AdInject: Real-World Black-Box Attacks on Web Agents via Advertising Delivery
Haowei Wang, Junjie Wang, Xiaojun Jia, Rupeng Zhang, Mingyang Li, Zhe Liu, Yang Liu, Qing Wang
2025-05-28
Summary
This paper talks about AdInject, a new way to attack web agents powered by vision-language models by using online ads to sneak in harmful content and trick the AI into doing things it shouldn't.
What's the problem?
The problem is that web agents, which use AI to interact with websites and help automate tasks, are much more vulnerable to these kinds of attacks than regular chatbots. This is because they pay attention to both what they see and what they read, and attackers can use ads or pop-ups to deliver hidden instructions or misleading information that the AI might follow.
What's the solution?
To show how serious this issue is, the researchers created AdInject, which uses real internet ads to secretly inject malicious content into the web pages that these agents visit.

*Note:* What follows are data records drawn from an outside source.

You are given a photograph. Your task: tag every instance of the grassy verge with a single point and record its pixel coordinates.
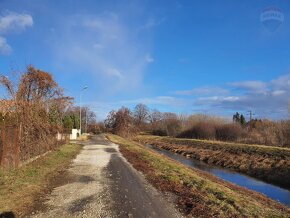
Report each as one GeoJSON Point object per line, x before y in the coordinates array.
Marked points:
{"type": "Point", "coordinates": [21, 187]}
{"type": "Point", "coordinates": [199, 194]}
{"type": "Point", "coordinates": [269, 163]}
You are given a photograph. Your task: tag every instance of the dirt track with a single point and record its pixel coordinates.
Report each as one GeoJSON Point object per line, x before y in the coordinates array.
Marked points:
{"type": "Point", "coordinates": [101, 183]}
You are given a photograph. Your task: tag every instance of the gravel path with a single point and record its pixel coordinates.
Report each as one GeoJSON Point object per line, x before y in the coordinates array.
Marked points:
{"type": "Point", "coordinates": [101, 183]}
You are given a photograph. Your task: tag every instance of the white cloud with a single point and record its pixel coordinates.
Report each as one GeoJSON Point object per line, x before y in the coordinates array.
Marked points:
{"type": "Point", "coordinates": [149, 58]}
{"type": "Point", "coordinates": [278, 92]}
{"type": "Point", "coordinates": [267, 99]}
{"type": "Point", "coordinates": [152, 22]}
{"type": "Point", "coordinates": [5, 49]}
{"type": "Point", "coordinates": [205, 90]}
{"type": "Point", "coordinates": [104, 46]}
{"type": "Point", "coordinates": [252, 86]}
{"type": "Point", "coordinates": [14, 22]}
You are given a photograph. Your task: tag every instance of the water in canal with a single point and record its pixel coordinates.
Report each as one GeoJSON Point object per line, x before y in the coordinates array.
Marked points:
{"type": "Point", "coordinates": [271, 191]}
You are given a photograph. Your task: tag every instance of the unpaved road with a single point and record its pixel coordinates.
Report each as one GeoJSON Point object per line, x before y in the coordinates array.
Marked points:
{"type": "Point", "coordinates": [101, 183]}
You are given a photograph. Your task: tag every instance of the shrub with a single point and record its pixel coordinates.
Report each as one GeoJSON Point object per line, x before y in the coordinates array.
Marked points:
{"type": "Point", "coordinates": [229, 132]}
{"type": "Point", "coordinates": [202, 130]}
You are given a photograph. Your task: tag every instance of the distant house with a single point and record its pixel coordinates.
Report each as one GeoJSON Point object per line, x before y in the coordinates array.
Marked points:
{"type": "Point", "coordinates": [7, 106]}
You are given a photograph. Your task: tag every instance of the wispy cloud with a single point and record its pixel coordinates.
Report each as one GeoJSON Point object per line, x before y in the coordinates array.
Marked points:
{"type": "Point", "coordinates": [105, 46]}
{"type": "Point", "coordinates": [15, 22]}
{"type": "Point", "coordinates": [268, 99]}
{"type": "Point", "coordinates": [206, 90]}
{"type": "Point", "coordinates": [5, 49]}
{"type": "Point", "coordinates": [12, 22]}
{"type": "Point", "coordinates": [251, 86]}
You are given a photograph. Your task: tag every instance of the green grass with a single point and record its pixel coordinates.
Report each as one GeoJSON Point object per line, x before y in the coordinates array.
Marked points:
{"type": "Point", "coordinates": [216, 197]}
{"type": "Point", "coordinates": [19, 187]}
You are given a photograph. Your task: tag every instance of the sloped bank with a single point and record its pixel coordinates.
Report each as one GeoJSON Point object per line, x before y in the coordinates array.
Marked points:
{"type": "Point", "coordinates": [267, 163]}
{"type": "Point", "coordinates": [198, 194]}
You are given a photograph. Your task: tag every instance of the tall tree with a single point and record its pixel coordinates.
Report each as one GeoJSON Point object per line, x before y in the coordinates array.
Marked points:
{"type": "Point", "coordinates": [141, 113]}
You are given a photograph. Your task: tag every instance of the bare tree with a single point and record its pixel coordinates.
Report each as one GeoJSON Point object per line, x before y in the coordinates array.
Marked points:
{"type": "Point", "coordinates": [141, 113]}
{"type": "Point", "coordinates": [120, 122]}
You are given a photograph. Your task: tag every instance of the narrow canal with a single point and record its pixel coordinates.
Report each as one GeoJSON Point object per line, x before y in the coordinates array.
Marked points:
{"type": "Point", "coordinates": [274, 192]}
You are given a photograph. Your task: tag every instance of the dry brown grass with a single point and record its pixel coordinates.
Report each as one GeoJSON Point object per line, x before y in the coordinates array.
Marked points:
{"type": "Point", "coordinates": [21, 188]}
{"type": "Point", "coordinates": [199, 194]}
{"type": "Point", "coordinates": [268, 163]}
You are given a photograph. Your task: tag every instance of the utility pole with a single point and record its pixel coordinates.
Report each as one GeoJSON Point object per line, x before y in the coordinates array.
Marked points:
{"type": "Point", "coordinates": [251, 114]}
{"type": "Point", "coordinates": [84, 88]}
{"type": "Point", "coordinates": [86, 120]}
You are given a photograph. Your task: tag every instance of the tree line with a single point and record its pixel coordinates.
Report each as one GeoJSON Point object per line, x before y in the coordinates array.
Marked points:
{"type": "Point", "coordinates": [127, 123]}
{"type": "Point", "coordinates": [36, 105]}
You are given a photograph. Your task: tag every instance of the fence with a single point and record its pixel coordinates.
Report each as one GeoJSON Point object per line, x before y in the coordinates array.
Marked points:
{"type": "Point", "coordinates": [14, 150]}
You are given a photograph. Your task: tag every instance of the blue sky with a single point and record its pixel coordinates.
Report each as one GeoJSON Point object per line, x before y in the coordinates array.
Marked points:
{"type": "Point", "coordinates": [199, 56]}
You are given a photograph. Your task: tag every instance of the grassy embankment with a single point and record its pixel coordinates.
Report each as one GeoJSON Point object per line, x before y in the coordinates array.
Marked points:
{"type": "Point", "coordinates": [268, 163]}
{"type": "Point", "coordinates": [199, 194]}
{"type": "Point", "coordinates": [21, 188]}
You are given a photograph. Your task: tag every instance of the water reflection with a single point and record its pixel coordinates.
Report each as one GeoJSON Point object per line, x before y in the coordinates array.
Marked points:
{"type": "Point", "coordinates": [271, 191]}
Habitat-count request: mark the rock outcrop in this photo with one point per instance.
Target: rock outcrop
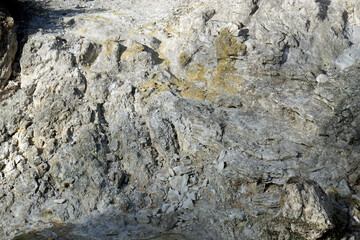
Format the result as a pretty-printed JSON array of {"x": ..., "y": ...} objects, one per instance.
[
  {"x": 192, "y": 116},
  {"x": 8, "y": 45}
]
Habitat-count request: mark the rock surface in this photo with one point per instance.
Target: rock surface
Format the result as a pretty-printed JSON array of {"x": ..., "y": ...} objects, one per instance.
[
  {"x": 132, "y": 118},
  {"x": 8, "y": 45}
]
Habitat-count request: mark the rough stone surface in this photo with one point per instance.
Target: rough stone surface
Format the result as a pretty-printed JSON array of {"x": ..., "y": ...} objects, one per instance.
[
  {"x": 8, "y": 45},
  {"x": 222, "y": 114},
  {"x": 310, "y": 210}
]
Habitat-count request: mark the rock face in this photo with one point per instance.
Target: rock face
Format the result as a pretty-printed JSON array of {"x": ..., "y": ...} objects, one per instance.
[
  {"x": 8, "y": 45},
  {"x": 310, "y": 211},
  {"x": 191, "y": 116}
]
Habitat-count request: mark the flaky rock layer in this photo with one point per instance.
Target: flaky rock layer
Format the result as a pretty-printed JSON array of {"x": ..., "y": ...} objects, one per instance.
[{"x": 219, "y": 119}]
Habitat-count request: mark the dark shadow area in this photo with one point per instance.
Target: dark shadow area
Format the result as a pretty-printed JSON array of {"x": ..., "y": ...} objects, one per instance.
[{"x": 105, "y": 227}]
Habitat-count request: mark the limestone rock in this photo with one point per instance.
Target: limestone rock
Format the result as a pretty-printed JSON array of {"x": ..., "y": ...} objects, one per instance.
[
  {"x": 8, "y": 45},
  {"x": 204, "y": 109},
  {"x": 311, "y": 212}
]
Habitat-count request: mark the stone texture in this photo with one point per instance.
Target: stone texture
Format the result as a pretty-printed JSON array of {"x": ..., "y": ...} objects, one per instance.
[
  {"x": 205, "y": 109},
  {"x": 8, "y": 45},
  {"x": 311, "y": 212}
]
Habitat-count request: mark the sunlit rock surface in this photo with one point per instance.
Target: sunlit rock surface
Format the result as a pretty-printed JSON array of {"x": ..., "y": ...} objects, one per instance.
[{"x": 215, "y": 119}]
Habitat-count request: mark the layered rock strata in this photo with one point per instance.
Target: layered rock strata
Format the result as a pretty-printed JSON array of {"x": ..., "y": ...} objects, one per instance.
[{"x": 223, "y": 119}]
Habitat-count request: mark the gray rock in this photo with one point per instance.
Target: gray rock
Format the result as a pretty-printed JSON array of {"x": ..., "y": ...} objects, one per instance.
[
  {"x": 131, "y": 105},
  {"x": 8, "y": 46},
  {"x": 311, "y": 212},
  {"x": 188, "y": 204}
]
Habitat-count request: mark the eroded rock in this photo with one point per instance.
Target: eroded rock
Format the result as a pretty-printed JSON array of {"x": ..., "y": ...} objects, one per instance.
[{"x": 8, "y": 45}]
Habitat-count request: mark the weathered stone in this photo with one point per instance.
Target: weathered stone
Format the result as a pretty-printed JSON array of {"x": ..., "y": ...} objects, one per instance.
[
  {"x": 121, "y": 107},
  {"x": 311, "y": 212},
  {"x": 8, "y": 46}
]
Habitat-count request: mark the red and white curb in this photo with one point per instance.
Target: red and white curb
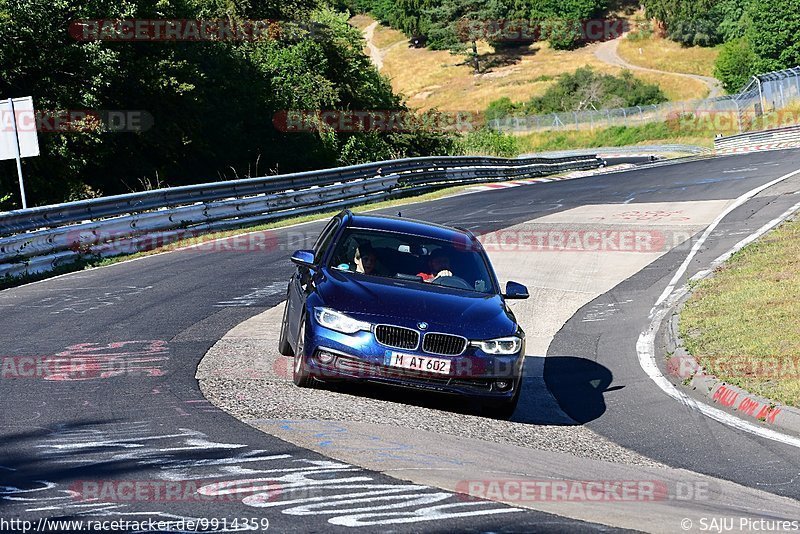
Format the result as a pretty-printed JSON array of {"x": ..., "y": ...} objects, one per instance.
[
  {"x": 685, "y": 367},
  {"x": 672, "y": 296},
  {"x": 760, "y": 148}
]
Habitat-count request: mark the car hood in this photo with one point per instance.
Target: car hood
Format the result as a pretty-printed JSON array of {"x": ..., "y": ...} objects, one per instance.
[{"x": 473, "y": 315}]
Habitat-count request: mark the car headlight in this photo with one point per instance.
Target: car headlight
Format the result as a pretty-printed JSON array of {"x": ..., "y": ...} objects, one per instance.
[
  {"x": 338, "y": 321},
  {"x": 503, "y": 345}
]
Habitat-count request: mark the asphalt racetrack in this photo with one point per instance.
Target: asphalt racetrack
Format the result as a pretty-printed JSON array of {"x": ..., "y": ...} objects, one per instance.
[{"x": 79, "y": 446}]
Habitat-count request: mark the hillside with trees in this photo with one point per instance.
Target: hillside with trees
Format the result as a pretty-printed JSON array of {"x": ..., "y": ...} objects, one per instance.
[
  {"x": 211, "y": 103},
  {"x": 758, "y": 35}
]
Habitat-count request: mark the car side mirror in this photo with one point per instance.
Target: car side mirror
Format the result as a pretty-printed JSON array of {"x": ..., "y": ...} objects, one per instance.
[
  {"x": 516, "y": 291},
  {"x": 303, "y": 257}
]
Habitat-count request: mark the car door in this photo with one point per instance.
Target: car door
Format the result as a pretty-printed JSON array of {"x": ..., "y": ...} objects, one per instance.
[{"x": 301, "y": 283}]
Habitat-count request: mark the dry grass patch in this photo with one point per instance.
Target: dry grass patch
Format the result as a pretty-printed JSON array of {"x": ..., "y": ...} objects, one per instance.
[
  {"x": 439, "y": 79},
  {"x": 384, "y": 37},
  {"x": 361, "y": 21},
  {"x": 743, "y": 324}
]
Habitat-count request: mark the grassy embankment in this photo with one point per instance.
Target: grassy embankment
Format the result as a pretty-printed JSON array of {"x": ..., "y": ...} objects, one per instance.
[{"x": 743, "y": 324}]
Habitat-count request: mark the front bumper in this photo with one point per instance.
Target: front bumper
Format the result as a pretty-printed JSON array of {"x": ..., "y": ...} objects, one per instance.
[{"x": 359, "y": 357}]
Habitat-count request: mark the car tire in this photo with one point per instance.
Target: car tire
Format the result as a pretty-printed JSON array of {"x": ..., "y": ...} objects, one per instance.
[
  {"x": 284, "y": 347},
  {"x": 300, "y": 375}
]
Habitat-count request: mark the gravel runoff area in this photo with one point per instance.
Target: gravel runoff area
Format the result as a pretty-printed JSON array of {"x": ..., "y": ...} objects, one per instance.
[{"x": 244, "y": 375}]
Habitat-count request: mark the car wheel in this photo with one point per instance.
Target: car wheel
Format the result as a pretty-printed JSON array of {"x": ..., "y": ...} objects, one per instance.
[
  {"x": 284, "y": 347},
  {"x": 300, "y": 374}
]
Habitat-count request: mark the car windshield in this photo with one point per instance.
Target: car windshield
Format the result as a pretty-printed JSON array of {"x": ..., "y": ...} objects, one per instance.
[{"x": 415, "y": 258}]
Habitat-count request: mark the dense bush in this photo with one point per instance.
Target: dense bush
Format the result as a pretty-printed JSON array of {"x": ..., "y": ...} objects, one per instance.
[
  {"x": 586, "y": 89},
  {"x": 491, "y": 143},
  {"x": 735, "y": 64}
]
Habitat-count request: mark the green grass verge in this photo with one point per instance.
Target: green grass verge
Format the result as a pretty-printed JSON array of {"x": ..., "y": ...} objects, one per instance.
[
  {"x": 743, "y": 324},
  {"x": 90, "y": 262},
  {"x": 611, "y": 137}
]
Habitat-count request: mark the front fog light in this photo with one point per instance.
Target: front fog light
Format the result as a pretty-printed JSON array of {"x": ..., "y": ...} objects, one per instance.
[{"x": 325, "y": 357}]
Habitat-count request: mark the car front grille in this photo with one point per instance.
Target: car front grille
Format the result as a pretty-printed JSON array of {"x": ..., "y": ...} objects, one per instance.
[
  {"x": 443, "y": 344},
  {"x": 397, "y": 336}
]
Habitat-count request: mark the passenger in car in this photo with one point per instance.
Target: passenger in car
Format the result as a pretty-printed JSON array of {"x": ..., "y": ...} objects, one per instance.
[
  {"x": 438, "y": 265},
  {"x": 366, "y": 260}
]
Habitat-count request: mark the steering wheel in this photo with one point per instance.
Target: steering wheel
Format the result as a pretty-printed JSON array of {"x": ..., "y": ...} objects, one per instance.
[{"x": 451, "y": 281}]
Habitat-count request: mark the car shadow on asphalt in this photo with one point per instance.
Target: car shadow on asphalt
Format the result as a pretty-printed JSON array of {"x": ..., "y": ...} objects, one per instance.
[{"x": 576, "y": 385}]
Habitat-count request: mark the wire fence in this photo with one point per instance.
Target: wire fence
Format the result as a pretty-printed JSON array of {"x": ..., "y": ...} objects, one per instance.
[{"x": 758, "y": 106}]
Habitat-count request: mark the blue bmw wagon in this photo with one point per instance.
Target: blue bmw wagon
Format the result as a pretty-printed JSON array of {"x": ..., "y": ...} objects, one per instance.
[{"x": 406, "y": 303}]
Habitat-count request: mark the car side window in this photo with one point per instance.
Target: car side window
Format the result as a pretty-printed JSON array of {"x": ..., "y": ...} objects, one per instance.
[{"x": 324, "y": 239}]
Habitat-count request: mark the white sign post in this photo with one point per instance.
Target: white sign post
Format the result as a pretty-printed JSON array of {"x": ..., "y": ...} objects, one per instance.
[{"x": 18, "y": 136}]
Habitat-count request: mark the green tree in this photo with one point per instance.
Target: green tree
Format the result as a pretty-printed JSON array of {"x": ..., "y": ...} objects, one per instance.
[
  {"x": 773, "y": 31},
  {"x": 458, "y": 25},
  {"x": 736, "y": 64}
]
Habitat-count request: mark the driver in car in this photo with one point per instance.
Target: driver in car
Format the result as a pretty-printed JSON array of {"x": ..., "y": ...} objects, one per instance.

They tested this method and found that it can easily fool the agents, proving that current security measures are not strong enough.
Why it matters?
This matters because as more companies use AI web agents for important jobs, these vulnerabilities could be abused by hackers to cause real harm or steal information. The research shows that we need better ways to protect AI systems that work online, especially those that interact with ads and other dynamic web content.
Abstract
AdInject is a novel real-world black-box attack method leveraging internet advertising to inject malicious content into vision-language model-based web agents, demonstrating significant vulnerability in web agent security.